Harmanpreet’s bowling decision — when she introduces Deepti Sharma’s off-spin and when she returns to Charani and Gaud with the pace. The pitch will take more turn as the days progress. How early India go to their spinners against a left-hand-right-hand combination of Knight and Bouchier will reveal the captain’s tactical instincts in the red-ball format.
Whether 285 is enough. By the end of Day 2, the answer to that question will be much clearer. If England are 200 for 2 at stumps, 285 looks slim. If India have taken four or five wickets, it looks competitive. This is Test cricket. Two sessions can change everything.
India Women 285 at Lord’s — Day 1 Match Report | Mandhana 83, Harmanpreet 58, Deepti 57
India women ended Day 1 in a commanding role with 285 at Lord’s, powered by fine performances from Smriti Mandhana (eighty-three), Harmanpreet Kaur (fifty-eight) and Deepti Sharma (57) to form three crucial partnerships that gave India complete manipulation of the opening day’s drama. As the team looks to highlight a huge first innings overall, cricket enthusiasts can connect with each substitution using reliable cricket ID or online betting ID The reliable system offers instant registration, stable entry rights, fast entry, real-time cricket updates, making it smooth to observe every second of movement It happens
FAQ — India Women Lord’s Test Day 1
Q1: What was India Women’s score at the end of Day 1 Lord’s Test?
India Women were all out for 285 in 78.1 overs. England Women replied and were 21 for 1 in 11 overs at stumps, trailing India by 264 runs. Heather Knight and Maia Bouchier were unbeaten at close.
Q2: Who was India Women’s top scorer on Day 1 Lord’s Test?
Smriti Mandhana top-scored with 83 off 154 balls, hitting 11 fours. Harmanpreet Kaur added 58 off 97 balls and Deepti Sharma contributed 57 off 102 balls in the lower order.
Q3: Who took the most wickets for England in India Women’s innings?
Lauren Bell and Lauren Filer both took 3 wickets each. Bell finished with 3 for 65 from 19.1 overs and Filer took 3 for 57 from 18 overs.

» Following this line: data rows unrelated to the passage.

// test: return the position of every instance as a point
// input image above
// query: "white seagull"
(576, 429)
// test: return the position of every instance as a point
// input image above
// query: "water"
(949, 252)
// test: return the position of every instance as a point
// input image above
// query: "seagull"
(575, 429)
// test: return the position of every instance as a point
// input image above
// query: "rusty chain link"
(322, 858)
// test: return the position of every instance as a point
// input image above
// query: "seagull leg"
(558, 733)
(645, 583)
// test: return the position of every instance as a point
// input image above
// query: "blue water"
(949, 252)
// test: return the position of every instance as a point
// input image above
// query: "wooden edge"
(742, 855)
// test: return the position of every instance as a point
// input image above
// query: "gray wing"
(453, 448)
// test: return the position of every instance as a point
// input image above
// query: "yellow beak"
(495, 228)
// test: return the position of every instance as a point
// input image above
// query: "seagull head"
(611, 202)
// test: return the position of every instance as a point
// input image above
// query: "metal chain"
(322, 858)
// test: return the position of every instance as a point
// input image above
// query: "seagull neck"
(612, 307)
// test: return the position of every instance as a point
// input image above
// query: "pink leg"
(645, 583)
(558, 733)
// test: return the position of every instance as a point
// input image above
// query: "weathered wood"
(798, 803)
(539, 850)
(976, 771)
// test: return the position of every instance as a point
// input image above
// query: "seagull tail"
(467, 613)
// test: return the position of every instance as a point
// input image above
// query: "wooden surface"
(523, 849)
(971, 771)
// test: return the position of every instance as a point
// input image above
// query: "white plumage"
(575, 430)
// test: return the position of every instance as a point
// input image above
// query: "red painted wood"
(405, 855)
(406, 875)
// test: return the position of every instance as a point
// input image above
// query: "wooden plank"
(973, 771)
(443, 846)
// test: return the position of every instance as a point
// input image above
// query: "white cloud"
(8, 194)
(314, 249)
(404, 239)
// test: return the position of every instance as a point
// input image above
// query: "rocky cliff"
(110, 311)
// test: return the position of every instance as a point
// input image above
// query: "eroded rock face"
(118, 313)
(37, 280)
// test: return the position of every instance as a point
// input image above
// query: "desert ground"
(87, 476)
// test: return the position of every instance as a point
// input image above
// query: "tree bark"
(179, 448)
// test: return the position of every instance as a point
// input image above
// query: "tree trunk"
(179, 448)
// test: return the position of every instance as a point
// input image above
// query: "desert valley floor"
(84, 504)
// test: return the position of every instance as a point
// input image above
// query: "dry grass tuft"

Sophie Ecclestone and Issy Wong each took 2 wickets.
Q4: Who took England’s first wicket in Day 1 of the Women’s Test?
Kranti Gaud — making her Test debut for India — dismissed Tammy Beaumont LBW with a full inswinger at 109 km/h in the evening session. Beaumont did not review. It was Gaud’s first Test wicket on debut at Lord’s.
Q5: When is the first Women’s Test at Lord’s since 2014?
The England vs India Women’s Test beginning July 10, 2026 is the first Women’s Test at Lord’s since 2014 — a twelve-year gap. More than 30,000 tickets were sold for the match, reflecting the growth in women’s cricket audiences over that period.
Q6: What were the debutants in the England vs India Women’s Test at Lord’s?
India fielded two debutants — Shree Charani (pace bowler) and Kranti Gaud (pace bowler). England also had two — Alice Capsey (batter) and Mady Villiers (spin bowler). All four were making their Women’s Test debuts at Lord’s.